Berikut ini Penulis mendaftar berbagai jenis serangga penghancur buku
antara lain semut tukang kayu, Componotus, serangga yang tergolong paling rakus
dan mampu membuat “terowongan” antar buku yang dijajar di atas rak.
Di
bagian paling akhir, buku ini juga menyertakan bab khusus Penghancuran Buku dalam
Cerita Fiksi yang dimulai dari novel Don Quixote (1605); Carventes, Time
Machine (1895); H.G Well, Fahrenheit 451 (1953); Bradbury, The Name
of The Rose
(1980); Umberto Eco, hingga novel Voices (2006) karya Ursula K., Le
Guin.
Buku
yang dipersiapkan selama lebih dari 12 tahun dengan riset yang mendalam yang
terepresentasikan dengan begitu rincinya, Penulis memaparkan sejarah
penghancuran buku yang bersumber lebih dari 550 buku yang dicatat dalam
32 halaman daftar pustaka buku. Maka buku ini layak dijadikan sumber
referensi mengenai sejarah penghancuran buku di dunia. Karena seperti yang
ditulis Fernando Baez dalam pendahuluannya,
“Selama
55 abad buku telah dimusnahkan, dan kita sama sekali tidak tahu apa sebabnya.

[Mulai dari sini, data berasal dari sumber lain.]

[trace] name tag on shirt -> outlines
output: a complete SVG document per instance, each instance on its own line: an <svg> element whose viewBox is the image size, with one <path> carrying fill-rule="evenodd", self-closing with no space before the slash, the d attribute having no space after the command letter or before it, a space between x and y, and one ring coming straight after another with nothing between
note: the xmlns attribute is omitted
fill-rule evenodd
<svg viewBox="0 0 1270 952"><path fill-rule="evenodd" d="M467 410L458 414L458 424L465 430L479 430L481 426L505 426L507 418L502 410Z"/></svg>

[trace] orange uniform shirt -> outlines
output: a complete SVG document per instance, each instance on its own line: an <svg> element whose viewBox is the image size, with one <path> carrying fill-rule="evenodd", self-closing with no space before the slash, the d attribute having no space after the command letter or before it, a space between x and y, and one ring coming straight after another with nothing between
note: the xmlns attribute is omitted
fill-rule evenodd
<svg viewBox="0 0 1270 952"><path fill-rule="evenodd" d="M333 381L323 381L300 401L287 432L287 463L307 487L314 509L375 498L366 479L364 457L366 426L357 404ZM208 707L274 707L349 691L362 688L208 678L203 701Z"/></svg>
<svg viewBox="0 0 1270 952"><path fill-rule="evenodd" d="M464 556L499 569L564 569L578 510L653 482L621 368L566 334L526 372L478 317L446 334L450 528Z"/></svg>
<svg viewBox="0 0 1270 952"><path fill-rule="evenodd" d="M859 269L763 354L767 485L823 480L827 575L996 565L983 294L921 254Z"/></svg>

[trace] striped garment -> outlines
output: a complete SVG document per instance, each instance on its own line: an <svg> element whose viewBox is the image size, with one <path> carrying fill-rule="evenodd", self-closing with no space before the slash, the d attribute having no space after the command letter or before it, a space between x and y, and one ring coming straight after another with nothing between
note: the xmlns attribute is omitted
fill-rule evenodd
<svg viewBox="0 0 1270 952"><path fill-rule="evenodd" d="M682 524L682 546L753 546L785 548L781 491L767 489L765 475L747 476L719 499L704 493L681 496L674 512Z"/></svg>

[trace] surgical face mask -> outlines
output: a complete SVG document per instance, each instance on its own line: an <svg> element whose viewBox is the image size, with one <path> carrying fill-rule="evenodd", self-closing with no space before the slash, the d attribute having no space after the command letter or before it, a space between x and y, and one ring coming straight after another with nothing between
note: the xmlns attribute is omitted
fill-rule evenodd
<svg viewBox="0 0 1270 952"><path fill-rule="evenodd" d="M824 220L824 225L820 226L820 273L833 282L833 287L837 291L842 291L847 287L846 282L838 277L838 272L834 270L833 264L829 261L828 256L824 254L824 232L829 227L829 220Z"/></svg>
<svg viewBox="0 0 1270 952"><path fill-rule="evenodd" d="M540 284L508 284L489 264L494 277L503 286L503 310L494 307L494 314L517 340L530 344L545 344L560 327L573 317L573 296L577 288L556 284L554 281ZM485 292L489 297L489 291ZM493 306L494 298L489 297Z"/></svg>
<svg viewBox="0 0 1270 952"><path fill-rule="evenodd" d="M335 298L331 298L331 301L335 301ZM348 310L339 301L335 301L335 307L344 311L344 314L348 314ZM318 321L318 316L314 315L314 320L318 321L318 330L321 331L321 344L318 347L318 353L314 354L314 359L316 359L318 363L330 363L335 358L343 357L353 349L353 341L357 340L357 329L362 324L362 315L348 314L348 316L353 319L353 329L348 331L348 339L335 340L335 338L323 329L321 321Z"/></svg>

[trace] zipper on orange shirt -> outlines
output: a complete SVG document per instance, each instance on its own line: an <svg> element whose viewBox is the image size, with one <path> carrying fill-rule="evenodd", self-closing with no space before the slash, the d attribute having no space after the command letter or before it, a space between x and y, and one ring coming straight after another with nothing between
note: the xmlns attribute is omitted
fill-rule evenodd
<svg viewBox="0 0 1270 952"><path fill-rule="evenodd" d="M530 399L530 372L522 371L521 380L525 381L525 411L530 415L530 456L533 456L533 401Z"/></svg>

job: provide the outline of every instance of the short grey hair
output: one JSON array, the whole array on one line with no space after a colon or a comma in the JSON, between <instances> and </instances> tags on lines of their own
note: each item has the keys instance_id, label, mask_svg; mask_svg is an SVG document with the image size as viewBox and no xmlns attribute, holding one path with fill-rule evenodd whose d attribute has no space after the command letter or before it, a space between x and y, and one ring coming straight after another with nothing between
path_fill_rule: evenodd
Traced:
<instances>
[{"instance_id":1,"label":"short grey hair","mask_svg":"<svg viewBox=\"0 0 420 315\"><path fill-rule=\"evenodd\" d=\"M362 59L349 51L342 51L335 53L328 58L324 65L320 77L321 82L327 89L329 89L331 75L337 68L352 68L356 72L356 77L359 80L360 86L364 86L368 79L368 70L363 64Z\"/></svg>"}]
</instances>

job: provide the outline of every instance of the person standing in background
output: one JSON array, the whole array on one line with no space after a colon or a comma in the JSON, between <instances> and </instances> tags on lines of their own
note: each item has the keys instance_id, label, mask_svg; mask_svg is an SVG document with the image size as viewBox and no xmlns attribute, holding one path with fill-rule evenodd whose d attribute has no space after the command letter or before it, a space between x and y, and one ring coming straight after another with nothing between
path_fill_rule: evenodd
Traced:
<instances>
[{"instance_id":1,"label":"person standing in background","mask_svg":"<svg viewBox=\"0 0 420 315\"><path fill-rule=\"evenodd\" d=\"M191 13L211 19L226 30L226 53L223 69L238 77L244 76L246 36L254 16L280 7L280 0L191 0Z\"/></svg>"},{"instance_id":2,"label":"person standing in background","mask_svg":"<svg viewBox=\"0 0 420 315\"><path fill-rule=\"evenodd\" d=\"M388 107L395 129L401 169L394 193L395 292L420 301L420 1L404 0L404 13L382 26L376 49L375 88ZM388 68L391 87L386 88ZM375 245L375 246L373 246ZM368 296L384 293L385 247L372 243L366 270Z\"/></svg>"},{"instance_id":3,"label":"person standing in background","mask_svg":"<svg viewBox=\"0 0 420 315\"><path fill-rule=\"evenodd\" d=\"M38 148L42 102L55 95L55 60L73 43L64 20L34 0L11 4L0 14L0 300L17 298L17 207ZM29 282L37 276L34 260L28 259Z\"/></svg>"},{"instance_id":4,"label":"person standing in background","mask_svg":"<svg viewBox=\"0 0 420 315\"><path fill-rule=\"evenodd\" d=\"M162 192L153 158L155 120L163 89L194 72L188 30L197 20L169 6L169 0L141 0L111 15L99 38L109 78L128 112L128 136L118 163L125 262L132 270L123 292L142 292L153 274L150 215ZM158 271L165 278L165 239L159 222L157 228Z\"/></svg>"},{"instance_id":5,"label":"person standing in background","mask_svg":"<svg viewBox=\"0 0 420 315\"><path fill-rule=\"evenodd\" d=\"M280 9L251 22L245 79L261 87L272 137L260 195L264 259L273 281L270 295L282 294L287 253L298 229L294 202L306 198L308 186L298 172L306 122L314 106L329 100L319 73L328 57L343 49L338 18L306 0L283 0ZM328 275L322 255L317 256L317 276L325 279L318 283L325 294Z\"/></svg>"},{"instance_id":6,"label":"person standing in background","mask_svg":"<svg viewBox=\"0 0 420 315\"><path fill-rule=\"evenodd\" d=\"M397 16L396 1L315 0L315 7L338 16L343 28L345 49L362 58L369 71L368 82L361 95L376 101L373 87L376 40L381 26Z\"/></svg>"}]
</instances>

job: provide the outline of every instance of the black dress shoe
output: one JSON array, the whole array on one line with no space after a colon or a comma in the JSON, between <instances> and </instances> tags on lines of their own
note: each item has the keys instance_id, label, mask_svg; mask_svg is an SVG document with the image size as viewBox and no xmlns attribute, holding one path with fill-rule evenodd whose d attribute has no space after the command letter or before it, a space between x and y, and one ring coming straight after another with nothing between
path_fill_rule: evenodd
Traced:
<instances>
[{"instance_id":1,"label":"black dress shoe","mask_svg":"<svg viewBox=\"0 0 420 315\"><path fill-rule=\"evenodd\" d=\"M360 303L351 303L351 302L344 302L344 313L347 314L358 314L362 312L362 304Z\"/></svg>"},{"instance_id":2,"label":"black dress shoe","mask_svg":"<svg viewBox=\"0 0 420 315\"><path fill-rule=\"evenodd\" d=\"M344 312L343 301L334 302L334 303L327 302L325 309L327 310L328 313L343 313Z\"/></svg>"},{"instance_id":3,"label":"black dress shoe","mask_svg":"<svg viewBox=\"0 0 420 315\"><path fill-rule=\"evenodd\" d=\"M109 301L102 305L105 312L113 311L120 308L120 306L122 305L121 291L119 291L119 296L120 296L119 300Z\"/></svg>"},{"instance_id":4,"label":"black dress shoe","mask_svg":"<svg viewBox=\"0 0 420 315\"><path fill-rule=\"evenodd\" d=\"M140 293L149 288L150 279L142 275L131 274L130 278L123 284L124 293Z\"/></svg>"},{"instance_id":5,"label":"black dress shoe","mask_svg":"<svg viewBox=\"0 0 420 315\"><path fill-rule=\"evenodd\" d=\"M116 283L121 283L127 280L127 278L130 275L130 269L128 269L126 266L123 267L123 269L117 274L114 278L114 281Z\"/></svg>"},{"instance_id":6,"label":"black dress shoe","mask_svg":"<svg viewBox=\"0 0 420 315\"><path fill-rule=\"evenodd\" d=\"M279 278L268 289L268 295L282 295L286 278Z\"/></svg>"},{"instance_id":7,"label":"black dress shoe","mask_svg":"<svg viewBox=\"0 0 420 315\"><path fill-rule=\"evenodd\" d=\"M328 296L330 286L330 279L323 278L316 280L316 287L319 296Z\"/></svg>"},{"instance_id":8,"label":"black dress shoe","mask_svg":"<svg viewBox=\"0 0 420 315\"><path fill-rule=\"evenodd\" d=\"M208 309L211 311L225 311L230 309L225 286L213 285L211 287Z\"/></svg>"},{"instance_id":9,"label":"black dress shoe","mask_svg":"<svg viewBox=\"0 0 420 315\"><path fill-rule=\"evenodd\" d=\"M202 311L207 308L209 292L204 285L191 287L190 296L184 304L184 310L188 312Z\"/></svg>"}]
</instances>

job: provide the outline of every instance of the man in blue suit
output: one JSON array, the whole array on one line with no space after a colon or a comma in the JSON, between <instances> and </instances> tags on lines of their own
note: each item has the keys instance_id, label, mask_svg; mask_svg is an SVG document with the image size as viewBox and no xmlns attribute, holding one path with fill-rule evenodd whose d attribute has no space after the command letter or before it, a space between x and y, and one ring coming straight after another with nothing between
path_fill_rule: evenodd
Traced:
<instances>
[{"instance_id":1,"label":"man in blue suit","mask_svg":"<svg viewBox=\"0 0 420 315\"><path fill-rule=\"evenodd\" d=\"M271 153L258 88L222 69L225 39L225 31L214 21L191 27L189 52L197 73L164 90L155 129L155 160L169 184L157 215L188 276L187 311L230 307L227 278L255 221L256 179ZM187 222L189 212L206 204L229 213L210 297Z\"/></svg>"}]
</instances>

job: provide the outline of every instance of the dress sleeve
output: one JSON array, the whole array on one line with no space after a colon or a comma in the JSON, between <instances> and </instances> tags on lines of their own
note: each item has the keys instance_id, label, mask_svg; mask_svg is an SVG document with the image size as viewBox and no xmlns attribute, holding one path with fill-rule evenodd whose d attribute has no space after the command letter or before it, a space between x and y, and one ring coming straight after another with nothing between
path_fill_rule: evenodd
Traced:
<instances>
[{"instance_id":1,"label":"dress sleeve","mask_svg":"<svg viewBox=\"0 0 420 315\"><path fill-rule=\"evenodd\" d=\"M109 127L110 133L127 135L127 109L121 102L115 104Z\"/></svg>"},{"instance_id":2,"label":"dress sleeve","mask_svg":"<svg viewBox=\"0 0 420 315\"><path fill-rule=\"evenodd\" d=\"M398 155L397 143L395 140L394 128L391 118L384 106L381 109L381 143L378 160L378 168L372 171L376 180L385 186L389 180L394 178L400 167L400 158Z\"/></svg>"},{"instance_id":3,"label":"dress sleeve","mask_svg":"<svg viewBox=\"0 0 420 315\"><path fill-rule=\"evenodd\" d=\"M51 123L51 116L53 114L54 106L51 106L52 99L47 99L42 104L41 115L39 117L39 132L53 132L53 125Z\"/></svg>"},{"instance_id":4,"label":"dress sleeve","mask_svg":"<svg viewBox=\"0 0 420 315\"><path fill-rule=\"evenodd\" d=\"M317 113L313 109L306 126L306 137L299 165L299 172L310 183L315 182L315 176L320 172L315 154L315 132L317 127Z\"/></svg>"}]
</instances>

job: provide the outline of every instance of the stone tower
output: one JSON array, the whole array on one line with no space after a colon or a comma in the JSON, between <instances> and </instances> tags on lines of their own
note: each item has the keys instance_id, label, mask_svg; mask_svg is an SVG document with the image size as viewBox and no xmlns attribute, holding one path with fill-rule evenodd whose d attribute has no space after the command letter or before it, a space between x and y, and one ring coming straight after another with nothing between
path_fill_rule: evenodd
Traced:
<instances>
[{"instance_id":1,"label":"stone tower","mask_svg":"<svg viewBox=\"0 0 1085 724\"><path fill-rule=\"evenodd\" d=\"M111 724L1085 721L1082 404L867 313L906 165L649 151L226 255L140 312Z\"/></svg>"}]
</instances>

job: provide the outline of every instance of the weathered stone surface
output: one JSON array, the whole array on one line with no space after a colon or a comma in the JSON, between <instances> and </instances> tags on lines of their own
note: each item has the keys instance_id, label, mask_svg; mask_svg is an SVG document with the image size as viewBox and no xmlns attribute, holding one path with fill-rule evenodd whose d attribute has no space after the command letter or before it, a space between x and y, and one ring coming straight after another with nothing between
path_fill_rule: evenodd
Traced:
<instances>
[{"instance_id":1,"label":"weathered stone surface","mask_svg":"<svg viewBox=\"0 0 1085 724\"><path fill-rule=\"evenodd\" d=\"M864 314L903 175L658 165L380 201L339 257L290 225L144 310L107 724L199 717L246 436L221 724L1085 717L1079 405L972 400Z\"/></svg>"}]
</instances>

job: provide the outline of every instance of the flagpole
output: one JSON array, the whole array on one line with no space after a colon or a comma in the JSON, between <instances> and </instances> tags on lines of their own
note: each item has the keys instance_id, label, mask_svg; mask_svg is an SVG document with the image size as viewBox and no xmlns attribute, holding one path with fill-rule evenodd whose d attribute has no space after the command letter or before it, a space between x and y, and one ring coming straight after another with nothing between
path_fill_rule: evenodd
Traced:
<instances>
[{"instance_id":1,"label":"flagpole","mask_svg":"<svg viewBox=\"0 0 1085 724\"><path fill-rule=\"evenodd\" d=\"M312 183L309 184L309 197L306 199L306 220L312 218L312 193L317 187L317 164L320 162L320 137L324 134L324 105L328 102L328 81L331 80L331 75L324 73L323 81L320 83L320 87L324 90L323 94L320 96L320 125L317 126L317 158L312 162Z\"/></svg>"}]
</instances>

Ada ratusan kajian mengenai asal mula buku dan perpustakaan, tapi tidak ada
satu pun sejarah mengenai penghancurannya. Tidakkah ini mengherankan?”
(hal. 9)
Buku
ini menjawab keheranan Penulisnya sendiri karena hingga saat ini baru buku
ini yang membahas sejarah penghancuran buku di dunia dengan lengkap.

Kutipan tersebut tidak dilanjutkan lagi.